When I didn't, it struck me hard how much our field makes up theories with little to no hard evidence to support them. And then we go about using those theories as our assumption base and creating more theories on top of them. The only thing that we go on is the seat of our pants, and any reasonable scenario appears arguable and convincing. We tell ourselves it is okay because we cannot recreate the ancient world to study, and continue along our merry way. At least this has been my own personal experience.
But what happens when we compare the results of our modern day experiments to the texts we have and we discover comparable memory distortions, when human memory appears to be the big factor? In this case, the position that needs to justify itself is the one that continues to plead that we don't have the ancient people to study.
I want to emphasize that my sample was small and only was a pilot exercise. More testing needs to be done. To do this, I really need to set up a lab at Rice, and to do this is going to require money and a big time commitment on my part. I still have an entire data set from my earlier experiment sitting on my shelf in which I tested for secondary orality. This data is waiting to be collated and analyzed, but I haven't been able to get around to it yet. In this case, I asked the subjects to memorize the mustard seed parable from Mark. On a set date, I tested them on their memory of the parable by asking them to record it. Then I asked them to listen to a different version of the mustard seed parable. I then asked them after a period of 45 minutes (so we would be dealing with long-term memory instead of immediate recall) to record the version that they had heard. I have no idea yet regarding the results, because I haven't had the time to do the data analysis yet.
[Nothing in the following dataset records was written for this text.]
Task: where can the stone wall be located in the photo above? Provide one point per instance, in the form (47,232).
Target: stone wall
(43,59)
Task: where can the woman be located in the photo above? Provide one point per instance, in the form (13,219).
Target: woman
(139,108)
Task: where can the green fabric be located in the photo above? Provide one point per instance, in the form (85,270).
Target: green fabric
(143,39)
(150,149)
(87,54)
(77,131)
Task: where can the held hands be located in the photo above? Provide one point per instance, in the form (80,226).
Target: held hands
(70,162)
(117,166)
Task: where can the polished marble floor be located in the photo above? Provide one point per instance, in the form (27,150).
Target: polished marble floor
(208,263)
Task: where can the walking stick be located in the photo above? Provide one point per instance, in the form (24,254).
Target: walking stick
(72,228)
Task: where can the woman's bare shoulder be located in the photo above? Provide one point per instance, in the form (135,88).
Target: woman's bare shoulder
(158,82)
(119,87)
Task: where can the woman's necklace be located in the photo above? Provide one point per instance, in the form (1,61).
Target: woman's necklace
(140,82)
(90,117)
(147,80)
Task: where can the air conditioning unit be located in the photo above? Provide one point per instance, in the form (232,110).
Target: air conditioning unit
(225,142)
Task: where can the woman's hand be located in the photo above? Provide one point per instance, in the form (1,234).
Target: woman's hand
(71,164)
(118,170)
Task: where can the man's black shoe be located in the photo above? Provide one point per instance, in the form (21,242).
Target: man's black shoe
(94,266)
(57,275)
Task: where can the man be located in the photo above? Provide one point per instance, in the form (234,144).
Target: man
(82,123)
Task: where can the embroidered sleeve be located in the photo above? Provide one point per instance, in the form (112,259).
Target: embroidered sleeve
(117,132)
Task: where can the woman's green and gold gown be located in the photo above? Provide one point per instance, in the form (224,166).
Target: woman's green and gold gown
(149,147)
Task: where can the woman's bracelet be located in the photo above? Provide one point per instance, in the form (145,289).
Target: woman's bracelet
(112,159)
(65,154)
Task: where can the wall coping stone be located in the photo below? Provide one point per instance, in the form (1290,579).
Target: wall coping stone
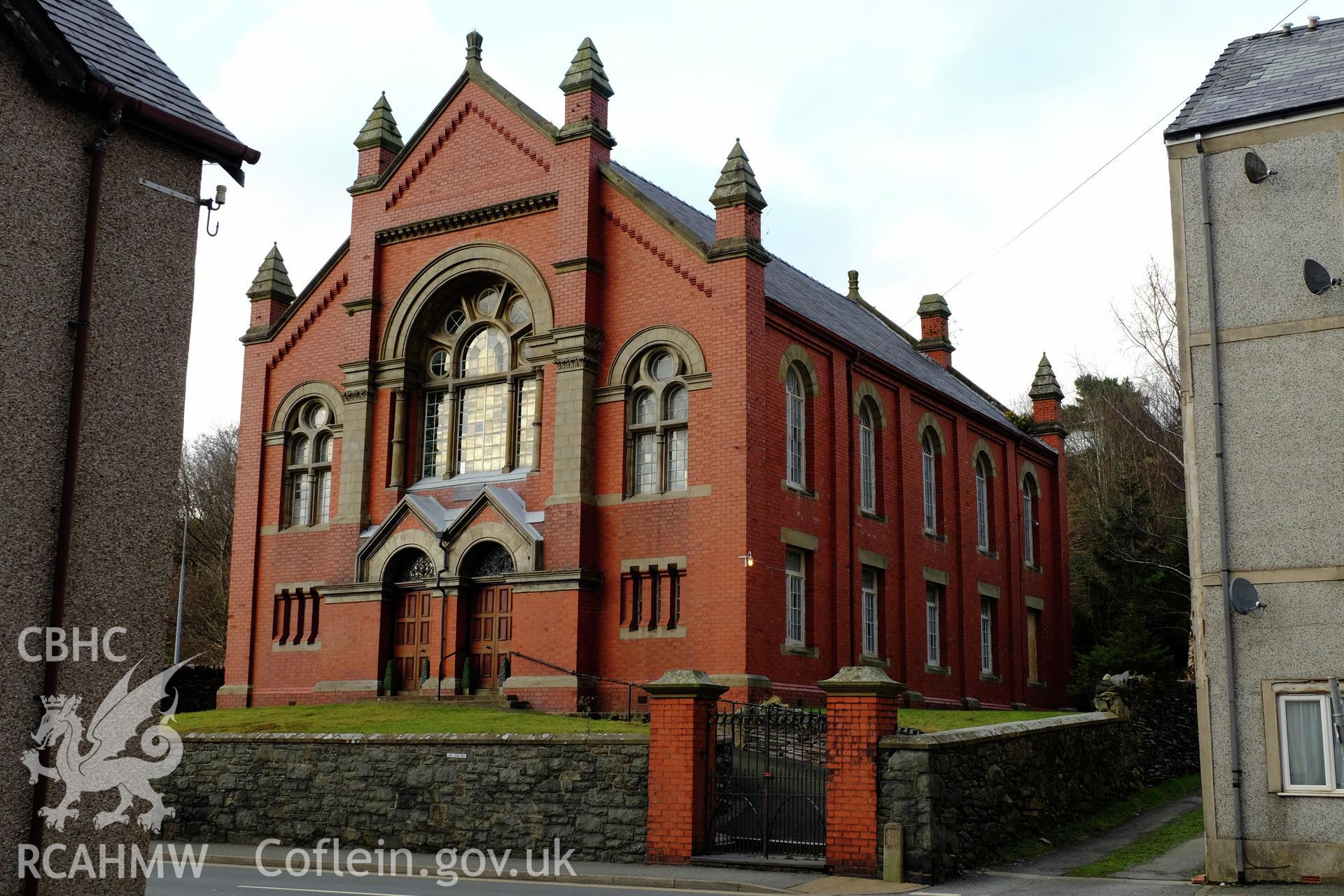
(987,734)
(414,741)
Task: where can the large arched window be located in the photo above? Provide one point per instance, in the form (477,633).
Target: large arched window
(657,441)
(308,465)
(984,508)
(480,397)
(796,424)
(929,468)
(1031,526)
(867,460)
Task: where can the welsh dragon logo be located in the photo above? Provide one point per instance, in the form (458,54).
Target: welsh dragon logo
(101,764)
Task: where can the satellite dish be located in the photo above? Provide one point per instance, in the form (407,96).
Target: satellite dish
(1243,596)
(1317,279)
(1256,168)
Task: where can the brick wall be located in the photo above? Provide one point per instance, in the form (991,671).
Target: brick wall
(421,792)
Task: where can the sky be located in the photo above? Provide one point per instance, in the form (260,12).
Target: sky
(906,140)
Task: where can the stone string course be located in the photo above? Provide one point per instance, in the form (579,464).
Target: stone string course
(510,792)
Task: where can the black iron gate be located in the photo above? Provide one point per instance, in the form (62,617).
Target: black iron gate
(768,783)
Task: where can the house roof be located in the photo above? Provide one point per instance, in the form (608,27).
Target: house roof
(89,48)
(851,321)
(1268,77)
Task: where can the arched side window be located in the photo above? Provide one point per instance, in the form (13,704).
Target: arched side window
(867,460)
(929,466)
(657,440)
(308,465)
(984,507)
(1031,526)
(479,413)
(796,428)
These experiments taught me more than I can even convey in writing, but they required a level of organization and computation and rigor which was taxing for me. I got little else done that year which was frustrating since my real academic interest is intellectual history. At the moment, I am trying to handle the new Coptic codex which contains the Gospel of Judas, and so any return to this type of cognitive classroom is going to have to wait for me. But I encourage my colleagues to consult cognitive psychologists at their universities and begin their own testing. Be open to what might happen, and do not be afraid to share what you learn. The way to move the field forward is to try new things and see what we can see. If nothing happens of importance, oh well. But if we learn something, doors might open to us that otherwise would remain closed.